Problem 10: Near-Singular Systems#

The matrix:

\[\begin{split} F = \begin{bmatrix} 1.0000 & 2.0000 & 3.0000 \\ 2.0000 & 4.0000 & 6.0001 \\ 3.0000 & 6.0000 & 9.0000 \end{bmatrix} \end{split}\]

is nearly singular (small perturbation of a singular matrix).

a) Apply Gaussian elimination to this matrix and observe what happens b) Discuss what numerical difficulties might arise when solving \(F\mathbf{x} = \mathbf{b}\) c) Compare with the exactly singular version where the \((2,3)\) entry is \(6.0000\)

Part V: Computational Efficiency Questions#

Problem 11: Algorithm Comparison#

You need to solve 50 different systems \(A\mathbf{x} = \mathbf{b}_i\) where \(A\) is the same \(100 \times 100\) matrix for all systems, but the right-hand sides \(\mathbf{b}_i\) vary.

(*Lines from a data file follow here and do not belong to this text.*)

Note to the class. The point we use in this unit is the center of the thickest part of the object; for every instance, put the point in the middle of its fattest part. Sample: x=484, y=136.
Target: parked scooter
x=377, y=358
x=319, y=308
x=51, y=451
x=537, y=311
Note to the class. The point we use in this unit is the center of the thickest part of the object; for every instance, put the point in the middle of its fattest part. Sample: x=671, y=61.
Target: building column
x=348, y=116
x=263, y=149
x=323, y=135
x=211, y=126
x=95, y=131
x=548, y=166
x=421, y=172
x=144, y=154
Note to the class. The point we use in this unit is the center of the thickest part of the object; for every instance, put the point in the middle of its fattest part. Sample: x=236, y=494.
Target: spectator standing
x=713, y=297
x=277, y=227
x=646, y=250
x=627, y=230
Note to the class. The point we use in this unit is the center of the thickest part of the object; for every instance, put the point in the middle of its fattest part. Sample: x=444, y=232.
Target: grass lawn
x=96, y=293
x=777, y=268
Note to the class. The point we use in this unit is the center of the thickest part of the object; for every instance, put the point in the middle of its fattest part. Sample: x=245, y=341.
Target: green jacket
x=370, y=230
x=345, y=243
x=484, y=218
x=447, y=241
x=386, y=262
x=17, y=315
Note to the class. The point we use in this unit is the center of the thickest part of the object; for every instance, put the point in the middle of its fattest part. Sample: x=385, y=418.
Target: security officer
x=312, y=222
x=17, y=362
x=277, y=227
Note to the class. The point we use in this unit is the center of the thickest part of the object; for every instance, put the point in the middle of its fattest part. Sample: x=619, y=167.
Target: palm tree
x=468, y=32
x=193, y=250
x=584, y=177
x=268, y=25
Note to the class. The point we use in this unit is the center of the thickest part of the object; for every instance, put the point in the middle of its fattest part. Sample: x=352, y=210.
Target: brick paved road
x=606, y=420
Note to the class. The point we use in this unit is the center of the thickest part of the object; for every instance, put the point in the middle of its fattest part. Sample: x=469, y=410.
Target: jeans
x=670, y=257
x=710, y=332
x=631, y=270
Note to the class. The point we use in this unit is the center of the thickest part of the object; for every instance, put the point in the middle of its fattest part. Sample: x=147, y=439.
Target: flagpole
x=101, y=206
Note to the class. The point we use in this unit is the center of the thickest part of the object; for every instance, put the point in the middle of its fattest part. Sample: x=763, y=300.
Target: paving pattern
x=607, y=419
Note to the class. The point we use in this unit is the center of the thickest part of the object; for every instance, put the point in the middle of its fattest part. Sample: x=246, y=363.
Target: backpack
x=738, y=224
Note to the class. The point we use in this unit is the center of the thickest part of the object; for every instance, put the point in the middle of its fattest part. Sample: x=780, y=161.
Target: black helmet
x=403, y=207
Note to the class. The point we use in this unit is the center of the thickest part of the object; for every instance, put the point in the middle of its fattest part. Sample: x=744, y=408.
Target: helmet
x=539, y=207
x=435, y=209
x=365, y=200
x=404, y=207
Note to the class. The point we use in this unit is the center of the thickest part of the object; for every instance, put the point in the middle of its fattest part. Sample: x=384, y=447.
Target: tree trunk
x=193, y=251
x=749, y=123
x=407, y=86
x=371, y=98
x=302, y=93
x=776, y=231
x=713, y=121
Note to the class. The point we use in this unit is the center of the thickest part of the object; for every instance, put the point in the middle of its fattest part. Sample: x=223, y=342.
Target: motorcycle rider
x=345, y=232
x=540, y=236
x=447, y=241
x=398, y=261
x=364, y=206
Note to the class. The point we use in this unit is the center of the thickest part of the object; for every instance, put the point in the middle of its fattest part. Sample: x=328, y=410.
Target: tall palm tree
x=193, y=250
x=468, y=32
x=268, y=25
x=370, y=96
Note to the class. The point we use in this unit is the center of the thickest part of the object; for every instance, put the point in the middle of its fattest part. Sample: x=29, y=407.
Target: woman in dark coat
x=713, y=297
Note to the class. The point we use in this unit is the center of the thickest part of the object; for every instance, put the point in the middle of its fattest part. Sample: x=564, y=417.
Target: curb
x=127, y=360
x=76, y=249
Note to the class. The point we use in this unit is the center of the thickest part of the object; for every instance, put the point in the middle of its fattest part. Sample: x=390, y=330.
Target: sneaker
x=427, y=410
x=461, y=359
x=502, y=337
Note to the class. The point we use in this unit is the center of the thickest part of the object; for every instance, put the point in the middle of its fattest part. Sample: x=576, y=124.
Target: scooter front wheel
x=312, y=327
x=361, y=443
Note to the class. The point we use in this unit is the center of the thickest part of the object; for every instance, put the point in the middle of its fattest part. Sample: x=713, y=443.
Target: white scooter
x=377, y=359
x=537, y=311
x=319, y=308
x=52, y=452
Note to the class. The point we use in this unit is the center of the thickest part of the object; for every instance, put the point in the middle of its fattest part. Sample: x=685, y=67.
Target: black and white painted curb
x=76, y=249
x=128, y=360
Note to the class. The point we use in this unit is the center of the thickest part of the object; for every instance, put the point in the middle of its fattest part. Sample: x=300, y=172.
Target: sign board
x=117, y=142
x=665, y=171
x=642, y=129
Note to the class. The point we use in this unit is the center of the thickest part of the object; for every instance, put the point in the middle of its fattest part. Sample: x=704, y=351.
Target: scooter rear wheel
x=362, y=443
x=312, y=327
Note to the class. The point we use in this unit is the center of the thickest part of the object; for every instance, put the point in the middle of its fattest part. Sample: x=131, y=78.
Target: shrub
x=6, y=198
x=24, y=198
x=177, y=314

a) Compare the total computational cost of:

  • Method 1: Solve each system independently using Gaussian elimination

  • Method 2: Compute \(A^{-1}\) once, then multiply \(A^{-1}\mathbf{b}_i\) for each system

  • Method 3: Compute LU factorization once, then solve using forward/back substitution

b) Which method is most efficient? Justify your answer with flop counts.

Problem 12: Memory vs. Speed Trade-offs#

For a sparse \(1000 \times 1000\) matrix with only 5000 non-zero entries:

a) Estimate memory requirements for storing the matrix in:

  • Dense format

  • Compressed sparse row (CSR) format

b) How would sparsity affect the choice of solution algorithm for \(A\mathbf{x} = \mathbf{b}\)?